In seconds she had run the gamut of all the recoil systems her designers had planned for her as a unit.
She began to break up.
(Deceleration chambers from 'The Storm' by A.E. van Vogt)
And still everything was according to the original purpose of the superb engineering firm that had built her. The limit of unit strain reached, she dissolved into her nine thousand separate sections. Streamlined needles of metal were those sections, four hundred feet long, forty feet wide; sliverlike shapes that sinuated cunningly through the gases, letting the pressure of them slide off their smooth hides.
But it wasn’t enough. Metal groaned from the torture of deceleration. In the deceleration chambers, men and women lay at the bare edge of consciousness, enduring agony that seemed on the verge of being beyond endurance.
Hundreds of the sections careened into each other in spite of automatic screens, and instantaneously fused into white-hot coffins.
And still, in spite of the hideously maintained velocity, that mass of gases was not bridged; light years of thickness had still to be covered.
For those sections that remained, once more all the limits of human strength were reached. The final action is chemical, directly on the human bodies that remained of the original thirty thousand.
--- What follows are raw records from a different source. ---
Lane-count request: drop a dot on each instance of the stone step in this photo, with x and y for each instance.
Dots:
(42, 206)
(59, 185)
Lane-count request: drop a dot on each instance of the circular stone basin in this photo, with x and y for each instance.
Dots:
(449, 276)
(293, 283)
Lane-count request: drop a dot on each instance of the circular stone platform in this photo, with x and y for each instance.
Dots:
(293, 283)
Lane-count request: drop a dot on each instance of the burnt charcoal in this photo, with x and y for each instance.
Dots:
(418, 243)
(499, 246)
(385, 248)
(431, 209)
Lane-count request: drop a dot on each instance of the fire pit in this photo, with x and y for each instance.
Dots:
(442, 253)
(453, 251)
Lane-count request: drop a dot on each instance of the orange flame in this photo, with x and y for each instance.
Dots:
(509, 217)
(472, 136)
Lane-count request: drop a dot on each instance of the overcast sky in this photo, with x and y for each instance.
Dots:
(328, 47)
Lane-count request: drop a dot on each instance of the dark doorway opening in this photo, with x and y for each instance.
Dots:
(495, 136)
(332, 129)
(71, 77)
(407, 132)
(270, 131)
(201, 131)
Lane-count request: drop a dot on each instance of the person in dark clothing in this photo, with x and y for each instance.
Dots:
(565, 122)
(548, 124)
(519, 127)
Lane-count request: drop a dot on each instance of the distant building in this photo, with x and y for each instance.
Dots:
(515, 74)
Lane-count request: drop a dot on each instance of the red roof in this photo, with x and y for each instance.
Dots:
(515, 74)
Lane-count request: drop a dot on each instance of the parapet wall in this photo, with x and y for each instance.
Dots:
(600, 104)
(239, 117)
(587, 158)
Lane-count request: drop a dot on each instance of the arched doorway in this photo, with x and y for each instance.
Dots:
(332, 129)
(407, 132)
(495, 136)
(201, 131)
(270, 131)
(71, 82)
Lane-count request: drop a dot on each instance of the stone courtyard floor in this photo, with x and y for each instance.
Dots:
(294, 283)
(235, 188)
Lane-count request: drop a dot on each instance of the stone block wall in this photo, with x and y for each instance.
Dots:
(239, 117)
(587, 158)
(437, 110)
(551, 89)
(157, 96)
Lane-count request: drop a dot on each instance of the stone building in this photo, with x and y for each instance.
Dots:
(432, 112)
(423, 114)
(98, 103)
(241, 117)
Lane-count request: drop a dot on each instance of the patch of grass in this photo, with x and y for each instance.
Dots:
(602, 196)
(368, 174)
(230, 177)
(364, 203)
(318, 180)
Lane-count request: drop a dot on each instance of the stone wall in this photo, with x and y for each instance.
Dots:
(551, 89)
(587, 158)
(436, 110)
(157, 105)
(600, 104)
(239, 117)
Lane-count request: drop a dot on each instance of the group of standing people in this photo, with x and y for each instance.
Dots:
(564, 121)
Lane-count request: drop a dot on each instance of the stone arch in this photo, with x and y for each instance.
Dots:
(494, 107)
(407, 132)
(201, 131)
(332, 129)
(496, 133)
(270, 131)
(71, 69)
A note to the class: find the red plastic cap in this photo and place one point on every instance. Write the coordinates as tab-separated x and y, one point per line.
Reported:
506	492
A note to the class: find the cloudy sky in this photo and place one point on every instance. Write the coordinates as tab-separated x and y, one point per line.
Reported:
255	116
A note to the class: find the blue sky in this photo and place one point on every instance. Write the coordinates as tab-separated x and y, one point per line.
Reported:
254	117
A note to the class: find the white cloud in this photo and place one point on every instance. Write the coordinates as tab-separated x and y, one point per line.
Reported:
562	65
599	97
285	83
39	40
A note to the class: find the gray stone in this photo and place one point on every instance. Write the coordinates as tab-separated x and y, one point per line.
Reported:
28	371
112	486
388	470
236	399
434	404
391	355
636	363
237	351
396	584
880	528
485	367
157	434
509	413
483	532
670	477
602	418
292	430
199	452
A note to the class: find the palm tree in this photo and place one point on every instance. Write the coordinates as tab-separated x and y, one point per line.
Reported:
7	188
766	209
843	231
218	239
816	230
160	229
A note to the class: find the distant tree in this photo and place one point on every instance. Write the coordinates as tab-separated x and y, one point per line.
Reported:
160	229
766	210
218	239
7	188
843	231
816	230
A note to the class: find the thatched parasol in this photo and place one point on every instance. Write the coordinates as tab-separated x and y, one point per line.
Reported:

Those bodies for whose sole benefit all the marvelous safety devices had been conceived and constructed, the poor, fragile, human beings who through all the ages had persisted in dying under normal conditions from a pressure of something less than fifteen gravities.
The prompt reaction of the automatics in rolling back every floor, and plunging every person into the deceleration chambers of each section—that saving reaction was abruptly augmented as the deceleration chamber was flooded by a special type of gas.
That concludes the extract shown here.